На горах Карпатских, у истоков горной речки Пиркулаб, расположилась горная летучка перевязочного сибирского отряда. С той осенней ночи, когда застигнутая ненастьем летучка оставила далеко внизу все двуколки и обоз и, превратившись во вьючный горный караван, добралась до высоты узкой горною тропинкой, она теперь, на месте, выросла почти в самостоятельный отряд. Солдаты выстроили около десятка новых бревенчатых хижин, и в хижинах же, прилепившихся на крутом косогоре под еловым лесом, придвинулся к позициям щедро оборудованный хирургический лазарет.
В отделении для тяжелораненых было всего пять человек: три солдата и два офицера. Один из них, батальонный командир, после ранения в легкие больше двух недель боролся со смертью. Не теряя сознания, он все бодрился и надеялся подняться, протестуя против эвакуации даже в дивизионный лазарет. И только в последнее ночное дежурство сестры Августы он потерял сознание и медленно, спокойно отходил.
Привыкшая к лику смерти во всех ее видах, Августа на этот раз особенно ожесточенно билась с нежеланной гостьею. Все предупредительные меры, всю находчивость, всю нежность милосердия, всю жалость женщины приложила она к тому, чтобы агония была лишь переломом к выздоровлению. Ничего не помогло. Перед рассветом длинное, худое тело вытянулось еще более, и тонкие черты лица с высоким лысым черепом и рыжеватою щетиной давно не бритого подбородка стали еще тоньше и острее. Полуоткрытые глаза куда-то далеко устремились и, точно в изумлении, застыли. Все лицо при свете ночника отливало голубоватой желтизною древнего мраморного изваяния.
Сестра долго всматривалась в это спокойное, чем-то особенным привлекающее лицо и вновь — в который уже раз — с тревогой вспомнила о том, к которому так привычно и так часто улетали думы во всех печалях. Где он? Помогли ли ему ее хлопоты и обещания генерала Энского? Жив ли? Ничего уже с полгода не знает о нем. Что, если он там, в остроге, без единого близкого сердца умер в унижении?

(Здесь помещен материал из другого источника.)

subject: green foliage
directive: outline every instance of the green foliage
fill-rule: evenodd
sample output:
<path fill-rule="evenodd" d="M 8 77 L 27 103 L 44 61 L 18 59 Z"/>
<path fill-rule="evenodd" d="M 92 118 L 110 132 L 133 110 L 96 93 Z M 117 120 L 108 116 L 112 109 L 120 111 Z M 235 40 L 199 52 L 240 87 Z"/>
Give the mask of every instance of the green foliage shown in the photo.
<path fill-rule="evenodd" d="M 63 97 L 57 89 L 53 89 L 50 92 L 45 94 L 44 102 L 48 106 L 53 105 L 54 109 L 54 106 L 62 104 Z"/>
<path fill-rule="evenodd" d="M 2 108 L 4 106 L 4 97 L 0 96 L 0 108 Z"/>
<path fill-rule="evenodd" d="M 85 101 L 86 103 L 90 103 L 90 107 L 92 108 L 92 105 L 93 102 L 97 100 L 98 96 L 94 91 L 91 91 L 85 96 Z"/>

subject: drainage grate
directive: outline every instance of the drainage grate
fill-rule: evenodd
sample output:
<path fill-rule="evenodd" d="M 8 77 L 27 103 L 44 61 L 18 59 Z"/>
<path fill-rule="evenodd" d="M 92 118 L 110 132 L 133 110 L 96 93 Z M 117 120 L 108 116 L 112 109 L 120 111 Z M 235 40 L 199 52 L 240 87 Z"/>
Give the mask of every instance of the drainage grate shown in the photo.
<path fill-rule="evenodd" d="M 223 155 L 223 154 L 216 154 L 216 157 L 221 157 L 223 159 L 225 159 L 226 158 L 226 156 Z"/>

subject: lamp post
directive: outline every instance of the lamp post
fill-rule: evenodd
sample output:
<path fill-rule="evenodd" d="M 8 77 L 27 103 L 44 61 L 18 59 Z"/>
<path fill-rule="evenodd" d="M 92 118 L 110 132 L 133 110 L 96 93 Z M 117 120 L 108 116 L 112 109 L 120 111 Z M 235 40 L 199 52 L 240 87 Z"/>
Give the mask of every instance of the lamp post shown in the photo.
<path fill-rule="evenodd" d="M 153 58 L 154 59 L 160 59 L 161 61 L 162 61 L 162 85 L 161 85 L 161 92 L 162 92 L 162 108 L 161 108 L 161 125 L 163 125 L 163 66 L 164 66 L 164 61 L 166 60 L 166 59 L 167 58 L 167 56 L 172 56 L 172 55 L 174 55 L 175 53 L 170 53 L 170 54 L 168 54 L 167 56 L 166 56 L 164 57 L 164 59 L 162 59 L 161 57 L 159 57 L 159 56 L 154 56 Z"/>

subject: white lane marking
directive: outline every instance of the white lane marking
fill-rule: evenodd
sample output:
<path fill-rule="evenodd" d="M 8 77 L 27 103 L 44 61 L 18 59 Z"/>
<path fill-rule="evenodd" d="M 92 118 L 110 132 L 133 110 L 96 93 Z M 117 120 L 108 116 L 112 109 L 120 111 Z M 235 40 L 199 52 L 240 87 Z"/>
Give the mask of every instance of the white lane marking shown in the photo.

Этот умер как герой, вблизи траншей, а тот — с пятном незаслуженного арестантского позора… Приводя в порядок голову умершего и поправляя под нею подушку, Августа нашла потертую записную книжку, которая раскрылась как раз на страничке, где четким, красивым почерком было написано: ‘О смерти’. Под этим заголовком было вырезано и наклеено несколько печатных строчек. Под строчками была приклеена, тоже напечатанная, подпись: ‘Прохожий’. Августа уже встречала очерки за этой подписью в какой-то газете, но читать не приходилось. И вот впервые, перед ликом смерти, перед не охладевшим еще телом человека, эти строки сохранившего, сестра Серкова в сумеречном свете туманного зимнего утра, стоя на ногах, как на молитве, стала читать. Не все сразу понимая, она повторяла прочитанное вслух, и оттого для одного из раненых солдат, который был в сознании и не спал, казалось, что сестра читает что-либо церковное. Он слушал, и хотя не понимал, но слабою рукой крестился и стонал с прискорбием.

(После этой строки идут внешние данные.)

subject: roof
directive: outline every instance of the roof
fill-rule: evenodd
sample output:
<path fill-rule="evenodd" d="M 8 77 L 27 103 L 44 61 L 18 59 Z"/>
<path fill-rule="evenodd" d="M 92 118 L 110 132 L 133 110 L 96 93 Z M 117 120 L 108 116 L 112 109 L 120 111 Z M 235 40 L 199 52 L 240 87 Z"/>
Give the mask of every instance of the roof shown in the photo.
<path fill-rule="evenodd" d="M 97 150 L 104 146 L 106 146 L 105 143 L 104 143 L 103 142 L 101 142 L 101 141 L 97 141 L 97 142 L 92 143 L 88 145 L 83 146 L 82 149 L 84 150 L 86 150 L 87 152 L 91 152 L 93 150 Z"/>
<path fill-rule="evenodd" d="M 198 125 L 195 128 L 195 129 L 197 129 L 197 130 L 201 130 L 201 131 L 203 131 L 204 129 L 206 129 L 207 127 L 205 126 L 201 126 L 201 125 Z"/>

‘… В тонкой пряже времени, как под голубою тканью неисчислимых паутин, сокрыто прошлое. Только словеса сказаний, летописей и пытливая догадка разума могут нам поведать о скорбях минувшего, о воплях пораженных и униженных, о возгласах победы, об отчаянии плененных, о стонах умирающих на поле брани, о пиршествах победителей и о черных тучах воронов, терзавших безответные тела на безлюдном поле среди ковылей. Но знаем мы, и знание наше твердое, что никакое прошлое, никакие сроки времени не в силах скрыть от нас лик смерти, которая идет издревле и неустанно, всеми нелюбимая, собирает свою жатву. В грозе войны и в скорбях болезней, в восторгах пира и в смиренном подвиге, в хохоте все- истребляющего пламени или в баюкающих волнах вод, у ног упавшего в сражении воина, у одра старческой немощи и у колыбели беззаботного младенчества — всюду и во всякий час придет и остановит дыхание, остановит крик и улыбку, остановит течение крови и мгновений времени и все предаст забвению, сотрет все имена, все некогда сверкавшие и радовавшие деяния и, никогда не сытая, не знающая своего конца, идет вослед за жизнью, как неразлучная ее подруга…’

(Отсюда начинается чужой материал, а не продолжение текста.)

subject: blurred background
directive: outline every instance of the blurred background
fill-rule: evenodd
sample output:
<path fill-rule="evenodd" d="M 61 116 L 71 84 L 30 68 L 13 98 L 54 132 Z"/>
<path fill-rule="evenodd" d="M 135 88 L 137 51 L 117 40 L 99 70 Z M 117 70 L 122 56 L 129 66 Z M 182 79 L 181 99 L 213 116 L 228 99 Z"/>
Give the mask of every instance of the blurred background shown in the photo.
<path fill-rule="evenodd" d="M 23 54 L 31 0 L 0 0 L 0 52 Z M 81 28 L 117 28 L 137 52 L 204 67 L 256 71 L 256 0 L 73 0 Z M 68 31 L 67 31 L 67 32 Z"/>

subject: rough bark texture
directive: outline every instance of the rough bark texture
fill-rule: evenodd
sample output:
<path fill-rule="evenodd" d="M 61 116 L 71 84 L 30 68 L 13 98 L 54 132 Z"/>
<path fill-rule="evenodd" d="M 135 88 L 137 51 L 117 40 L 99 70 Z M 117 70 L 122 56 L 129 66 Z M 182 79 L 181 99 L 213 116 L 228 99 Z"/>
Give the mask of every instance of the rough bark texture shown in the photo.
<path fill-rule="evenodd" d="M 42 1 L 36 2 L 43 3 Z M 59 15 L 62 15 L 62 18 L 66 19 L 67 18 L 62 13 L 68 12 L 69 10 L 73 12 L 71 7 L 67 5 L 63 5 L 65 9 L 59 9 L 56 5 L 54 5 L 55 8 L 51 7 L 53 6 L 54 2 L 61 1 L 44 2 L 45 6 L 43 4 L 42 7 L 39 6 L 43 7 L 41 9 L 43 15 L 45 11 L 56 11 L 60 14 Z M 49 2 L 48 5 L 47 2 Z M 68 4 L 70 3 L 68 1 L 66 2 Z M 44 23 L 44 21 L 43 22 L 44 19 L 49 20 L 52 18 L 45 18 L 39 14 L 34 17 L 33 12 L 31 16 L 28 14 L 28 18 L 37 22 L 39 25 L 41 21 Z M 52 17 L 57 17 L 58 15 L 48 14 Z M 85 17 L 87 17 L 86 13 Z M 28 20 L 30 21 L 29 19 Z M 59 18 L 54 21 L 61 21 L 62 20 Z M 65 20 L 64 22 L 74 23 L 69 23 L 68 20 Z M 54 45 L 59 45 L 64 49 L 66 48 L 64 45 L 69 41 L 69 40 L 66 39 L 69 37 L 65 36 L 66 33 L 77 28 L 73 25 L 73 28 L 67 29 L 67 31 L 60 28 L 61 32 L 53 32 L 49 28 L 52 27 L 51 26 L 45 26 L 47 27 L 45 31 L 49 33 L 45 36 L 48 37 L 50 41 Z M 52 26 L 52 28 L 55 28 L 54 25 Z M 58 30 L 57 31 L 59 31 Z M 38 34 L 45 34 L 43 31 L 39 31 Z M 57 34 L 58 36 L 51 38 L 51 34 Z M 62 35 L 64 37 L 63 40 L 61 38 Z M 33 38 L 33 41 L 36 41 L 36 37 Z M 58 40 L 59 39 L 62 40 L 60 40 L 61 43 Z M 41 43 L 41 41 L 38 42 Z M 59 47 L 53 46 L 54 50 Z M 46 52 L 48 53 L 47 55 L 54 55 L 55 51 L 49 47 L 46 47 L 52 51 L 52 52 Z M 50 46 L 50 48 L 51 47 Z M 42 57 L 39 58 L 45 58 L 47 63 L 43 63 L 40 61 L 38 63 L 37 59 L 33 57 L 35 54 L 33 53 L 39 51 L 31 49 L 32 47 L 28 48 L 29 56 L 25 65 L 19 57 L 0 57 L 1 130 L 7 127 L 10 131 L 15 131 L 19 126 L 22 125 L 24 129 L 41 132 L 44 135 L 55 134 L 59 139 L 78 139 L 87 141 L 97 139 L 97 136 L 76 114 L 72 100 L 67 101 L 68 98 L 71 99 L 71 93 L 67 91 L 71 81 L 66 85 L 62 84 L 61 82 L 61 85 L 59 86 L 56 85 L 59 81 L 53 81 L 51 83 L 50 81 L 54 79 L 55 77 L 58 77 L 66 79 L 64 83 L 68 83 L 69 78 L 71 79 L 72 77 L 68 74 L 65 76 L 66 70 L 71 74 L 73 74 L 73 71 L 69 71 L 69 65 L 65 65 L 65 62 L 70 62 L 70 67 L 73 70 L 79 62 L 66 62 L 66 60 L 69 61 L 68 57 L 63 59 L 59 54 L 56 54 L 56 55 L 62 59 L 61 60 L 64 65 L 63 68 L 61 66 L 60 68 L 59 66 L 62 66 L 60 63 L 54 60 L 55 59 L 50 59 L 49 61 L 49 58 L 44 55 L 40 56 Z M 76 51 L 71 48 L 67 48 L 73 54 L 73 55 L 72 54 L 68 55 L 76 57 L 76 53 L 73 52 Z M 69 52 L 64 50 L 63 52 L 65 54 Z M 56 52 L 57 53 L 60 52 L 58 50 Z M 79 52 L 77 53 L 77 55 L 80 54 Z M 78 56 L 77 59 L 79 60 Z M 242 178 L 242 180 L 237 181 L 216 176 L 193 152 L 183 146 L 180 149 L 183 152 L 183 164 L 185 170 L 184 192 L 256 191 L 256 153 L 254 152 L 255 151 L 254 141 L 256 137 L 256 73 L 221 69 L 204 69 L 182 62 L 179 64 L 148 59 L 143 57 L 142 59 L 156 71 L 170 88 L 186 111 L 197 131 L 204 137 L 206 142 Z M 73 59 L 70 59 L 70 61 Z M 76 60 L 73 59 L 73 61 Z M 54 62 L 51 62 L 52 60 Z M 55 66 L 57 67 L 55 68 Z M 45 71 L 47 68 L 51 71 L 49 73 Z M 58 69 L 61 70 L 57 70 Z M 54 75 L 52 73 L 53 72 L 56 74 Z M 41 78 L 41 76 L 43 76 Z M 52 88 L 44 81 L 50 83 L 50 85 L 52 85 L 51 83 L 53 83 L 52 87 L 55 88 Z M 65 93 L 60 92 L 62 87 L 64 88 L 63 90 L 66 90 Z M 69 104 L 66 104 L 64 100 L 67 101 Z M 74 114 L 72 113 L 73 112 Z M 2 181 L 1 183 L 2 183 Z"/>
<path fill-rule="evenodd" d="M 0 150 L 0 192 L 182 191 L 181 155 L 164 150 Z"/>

Августа перечитала эти строки несколько раз. Они поразили ее воображение своей песенной певучестью и утешающей печалью. Хотелось долго и с причетами плакать над этими словами, хотелось их переписать в свою тетрадку, куда она записывала любимые стихи и изречения и восхищавшие ее слова молитв. Но сейчас было не до того. Надо было звать санитаров, чтобы вынесли умершего. И надо было идти спать. Устала, от всего устала… От бессонной ночи, от своих дум, от жалости к людям… От собственного одиночества.
Устало опустилась на свою табуретку и закрыла глаза. И неожиданно перед ней открылось непонятное видение, похожее на сон. Длинный-длинный, как бы простирающийся за пределы земли куда-то в синеву звездного пространства, уходит широкий и высокий путь-туннель из всевозможных живых цветов и цветущих растений. А по нему навстречу ей и мимо бегут, смеясь и танцуя, неисчислимые толпы людей, таких воздушных, таких прекрасных, юных, чистых, как ангелы. И нить их непрерывна в бесконечности… Августа вздрогнула как бы от толчка. Спохватилась, что задремала в тот момент, когда случилось возле нее такое важное, как смерть. Посмотрела на лицо умершего: оно все так же с изумлением всматривалось вдаль, как будто видело то самое видение, которым только что в дремоте любовалась Августа.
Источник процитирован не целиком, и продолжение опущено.